I was dazzled at first. This cannot be written inside my .cpp file, because it was nothing C-like. I know I should create a .glsl file or something, but there were no specific instructions in the book. Then I found an example code (This was written in the .cpp):

//Shaders
const GLchar* vertexShaderSource = "#version 330 core\n"
"layout (location=0)in vec3 position;\n"
"void main()\n"
"{\n"
"gl_Position=vec4(position.x, position.y,position.z,1.0);\n"
"}\0";

...And indeed it worked. But why? Was the string converted into a file and then somehow read by the method glShaderSource();? All this wasn't explained in the book.

My question:

  • How does this method use a string as an argument and read the code?
  • This is indeed a lengthy way. For example, I need to type " " and '\n' for every line. Else, it would be very unorganized and ugly without the '\n's. Is there an alternative method?
like image 251
Veii Xhen Avatar asked Jan 04 '23 06:01

Veii Xhen


1 Answers

How does this method use a string as an argument and read the code?

... by using the string as an argument and reading the code. I know that sounds flippant, but that's exactly how it works.

A string is just a string. You can take a string literal in C++ and read through it:

const char *str = "Here is a string.";
std::cout << str[3];

That will print out "e", because that's the 4th letter in the string.

What OpenGL is doing is reading that string and processing it. It recognizes and understands GLSL's grammar, transforming the text into whatever internal representation it needs to in order to execute the code described by that string on the GPU. In effect, it's doing what your C++ compiler does, but it's doing it while your application is running.

This is indeed a lengthy way.

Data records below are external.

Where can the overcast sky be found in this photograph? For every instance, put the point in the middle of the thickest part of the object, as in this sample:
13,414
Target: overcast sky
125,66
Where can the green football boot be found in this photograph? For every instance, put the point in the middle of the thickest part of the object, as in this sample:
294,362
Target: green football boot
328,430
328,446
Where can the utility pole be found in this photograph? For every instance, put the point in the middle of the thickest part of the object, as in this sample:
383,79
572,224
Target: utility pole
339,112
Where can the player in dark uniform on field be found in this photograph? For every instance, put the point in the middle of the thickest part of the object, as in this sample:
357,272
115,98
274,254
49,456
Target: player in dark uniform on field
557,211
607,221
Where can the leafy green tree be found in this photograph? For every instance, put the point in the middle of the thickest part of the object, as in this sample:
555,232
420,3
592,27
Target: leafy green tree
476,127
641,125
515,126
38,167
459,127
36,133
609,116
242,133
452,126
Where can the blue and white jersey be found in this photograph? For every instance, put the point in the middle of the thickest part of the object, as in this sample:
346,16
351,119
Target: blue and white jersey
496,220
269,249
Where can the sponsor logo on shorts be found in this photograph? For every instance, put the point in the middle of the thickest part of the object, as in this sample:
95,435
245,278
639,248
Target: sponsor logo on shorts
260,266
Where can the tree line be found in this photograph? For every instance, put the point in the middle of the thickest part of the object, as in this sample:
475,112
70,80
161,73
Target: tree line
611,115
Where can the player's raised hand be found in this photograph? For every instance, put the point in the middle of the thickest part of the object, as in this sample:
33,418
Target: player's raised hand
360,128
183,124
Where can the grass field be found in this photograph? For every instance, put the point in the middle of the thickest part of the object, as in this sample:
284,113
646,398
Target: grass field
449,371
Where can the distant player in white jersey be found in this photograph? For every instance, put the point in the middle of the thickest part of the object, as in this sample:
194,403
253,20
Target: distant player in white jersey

For example, I need to type " " and '\n' for every line. Else, it would be very unorganized and ugly without the '\n's.

No, you don't. In C++11 (which virtually all modern compilers support), you can use raw string literals:

const GLchar *vertexShaderSource = R"(
#version 330 core
layout (location=0)in vec3 position;
void main()
{
    gl_Position=vec4(position.x, position.y,position.z,1.0);
};)";

Raw string literals end when they encounter a )". And since the " character isn't used within GLSL, it will only encounter this when you're done with the literal.

Is there an alternative method?

You could load it from a file. You could piece it together from dozens of files. You could have dozens of shaders in the same file, with special characters used to let you know where one starts and another ends. You could retrieve them from an SQLite database. You could manually build such a string based on some basic parameters you read from something else. You could load a string from a file and do some regex-replacement operations on it. And many other alternatives.

OpenGL does not care. The only thing that OpenGL cares about is that, when you call glShaderSource, the string(s) you give it must conform to the grammar of the OpenGL Shading Language.

How you get such a string is none of OpenGL's business.